The constraints ensure valid inputs and odd n.
This approach requires modifying only two lines in the provided code to achieve the correct zig zag sequence, staying within the three-line limit.
Pseudocode
// findZigZagSequence method:
Sort array in ascending order
Calculate middle index for maxiumum value
Place largest element at middle
For each element between the midpoint and the end
Swap the element to reverse the order
Print the array
Solution Code
// Note: This is one of many possible solutions
// Note: Due to modification constraints, variable names are not updated in the code below to follow Java naming conventions.
import java.util.*;
import java.lang.*;
import java.io.*;
import java.math.*;
public class Main {
public static void main(String[] args) throws java.lang.Exception {
Scanner kb = new Scanner(System.in);
int test_cases = kb.nextInt();
for (int cs = 1; cs <= test_cases; cs++) {
int n = kb.nextInt();
int a[] = new int[n];
for (int i = 0; i < n; i++) {
a[i] = kb.nextInt();
}
findZigZagSequence(a, n);
}
}
public static void findZigZagSequence(int[] a, int n) {
Arrays.sort(a);
int mid = n / 2; // Fix 1: Correct mid to n/2 to place largest element at peak (k-1)
int temp = a[mid];
a[mid] = a[n - 1];
a[n - 1] = temp;
int st = mid + 1;
int ed = n - 2; // Fix 2: Adjust swap loop to reverse from mid+1 to n-2
while (st <= ed) {
temp = a[st];
a[st] = a[ed];
a[ed] = temp;
st = st + 1;
ed = ed - 1; // Changed from ed + 1 to ed - 1 for proper reversal
}
for (int i = 0; i < n; i++) {
if (i > 0)
System.out.print(" ");
System.out.print(a[i]);
}
System.out.println();
}
}Step-by-Step Explanation
Let’s break down the debugged Java solution for beginners:
Input Handling:
The main method reads:
test_cases (t), the number of test cases, using kb.nextInt().
For each test case:
n, the array size.
n integers into array a using a loop with kb.nextInt().
Sort the Array:
In findZigZagSequence, sort the array a using Arrays.sort(a) to get the elements in ascending order (e.g., [1, 2, 3, 4, 5]).
This ensures the lexicographically smallest sequence by using the smallest elements first.
Fix the Middle Element:
Calculate mid = n / 2 (e.g., 2 for n = 5), which is the index of the peak (k-1, where k = (n+1)/2).
Swap a[mid] with a[n-1] to place the largest element at the peak (e.g., a[2] = 5).
Reverse the Decreasing Part:
Set st = mid + 1 (e.g., 3) and ed = n - 2 (e.g., 3) to reverse elements from mid+1 to n-2.

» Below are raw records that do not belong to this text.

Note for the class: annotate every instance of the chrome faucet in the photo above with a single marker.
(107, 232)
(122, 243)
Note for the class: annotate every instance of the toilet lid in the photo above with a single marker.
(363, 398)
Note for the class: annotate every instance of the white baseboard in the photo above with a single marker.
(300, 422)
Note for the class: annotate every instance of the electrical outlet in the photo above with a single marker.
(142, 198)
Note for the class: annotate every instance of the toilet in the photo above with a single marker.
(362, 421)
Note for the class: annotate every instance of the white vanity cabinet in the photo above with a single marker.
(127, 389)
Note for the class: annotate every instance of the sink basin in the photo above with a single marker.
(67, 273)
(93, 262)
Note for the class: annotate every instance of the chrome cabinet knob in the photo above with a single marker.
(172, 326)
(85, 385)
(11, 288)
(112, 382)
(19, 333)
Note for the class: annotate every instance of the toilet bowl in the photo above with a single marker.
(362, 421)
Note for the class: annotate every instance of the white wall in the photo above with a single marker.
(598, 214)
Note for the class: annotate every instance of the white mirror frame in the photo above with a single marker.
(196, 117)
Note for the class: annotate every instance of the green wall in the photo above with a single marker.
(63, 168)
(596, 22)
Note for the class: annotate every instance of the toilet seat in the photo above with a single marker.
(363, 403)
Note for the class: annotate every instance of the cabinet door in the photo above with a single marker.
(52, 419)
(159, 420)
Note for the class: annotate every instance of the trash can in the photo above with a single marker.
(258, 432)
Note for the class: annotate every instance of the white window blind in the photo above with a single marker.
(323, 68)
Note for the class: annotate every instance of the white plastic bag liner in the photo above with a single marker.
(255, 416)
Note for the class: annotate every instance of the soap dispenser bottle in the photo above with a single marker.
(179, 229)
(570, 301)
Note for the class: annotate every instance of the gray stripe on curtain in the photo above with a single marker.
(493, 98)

In the loop, swap a[st] and a[ed], increment st, and decrement ed until st > ed.
For n = 5, this swaps a[3] and a[3], placing the second-largest element (4) at the end, resulting in [1, 2, 5, 4, 3].
Output the Result:
Print the array with spaces between elements and a newline at the end using System.out.print
Common Mistakes to Avoid
Here are common pitfalls for beginners:
Incorrect Middle Index: Using (n+1)/2 for mid places the largest element too far right, breaking the increasing part’s length. Use n/2 to align with k-1.

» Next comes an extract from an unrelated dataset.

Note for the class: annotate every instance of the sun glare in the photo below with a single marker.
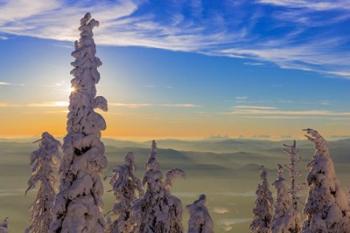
(72, 89)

Wrong Swap Logic: Reversing too many or too few elements (e.g., including n-1) disrupts the decreasing order. Only reverse from mid+1 to n-2.

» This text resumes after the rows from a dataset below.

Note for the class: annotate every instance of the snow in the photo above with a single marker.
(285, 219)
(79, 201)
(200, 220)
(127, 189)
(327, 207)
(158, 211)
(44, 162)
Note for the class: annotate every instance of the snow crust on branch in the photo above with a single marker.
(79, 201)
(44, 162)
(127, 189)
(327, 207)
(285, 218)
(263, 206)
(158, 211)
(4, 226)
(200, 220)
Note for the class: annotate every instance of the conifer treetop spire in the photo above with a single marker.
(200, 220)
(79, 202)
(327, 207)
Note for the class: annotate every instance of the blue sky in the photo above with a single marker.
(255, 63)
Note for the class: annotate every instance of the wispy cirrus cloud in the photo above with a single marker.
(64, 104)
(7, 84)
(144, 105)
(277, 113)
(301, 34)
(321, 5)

Not Ensuring Lexicographical Order: Failing to sort the array first or misplacing elements can produce a valid zig zag sequence that isn’t the smallest lexicographically.
Real-World Application
The Zig Zag Sequence problem is relevant in data arrangement tasks, such as optimizing display patterns or signal processing, where elements need to follow a specific order (e.g., increasing then decreasing). In algorithmic trading, similar patterns might organize data for trend analysis. This problem teaches sorting, array manipulation, and debugging, skills used in software development and competitive programming.
FAQs
Q: Why is the lexicographically smallest sequence required?
A: Sorting the array first ensures the smallest elements are used in the increasing part, and the largest element is placed at the peak, minimizing the sequence lexicographically.
Q: Why modify only three lines?
A: The problem is designed as a debugging challenge, requiring minimal changes to fix the existing code, teaching efficient debugging skills within constraints.
Q: What if n = 1?
A: For n = 1, the array has one element, which is already a zig zag sequence (k = 1, single element is both increasing and decreasing). The code handles this correctly by skipping swaps.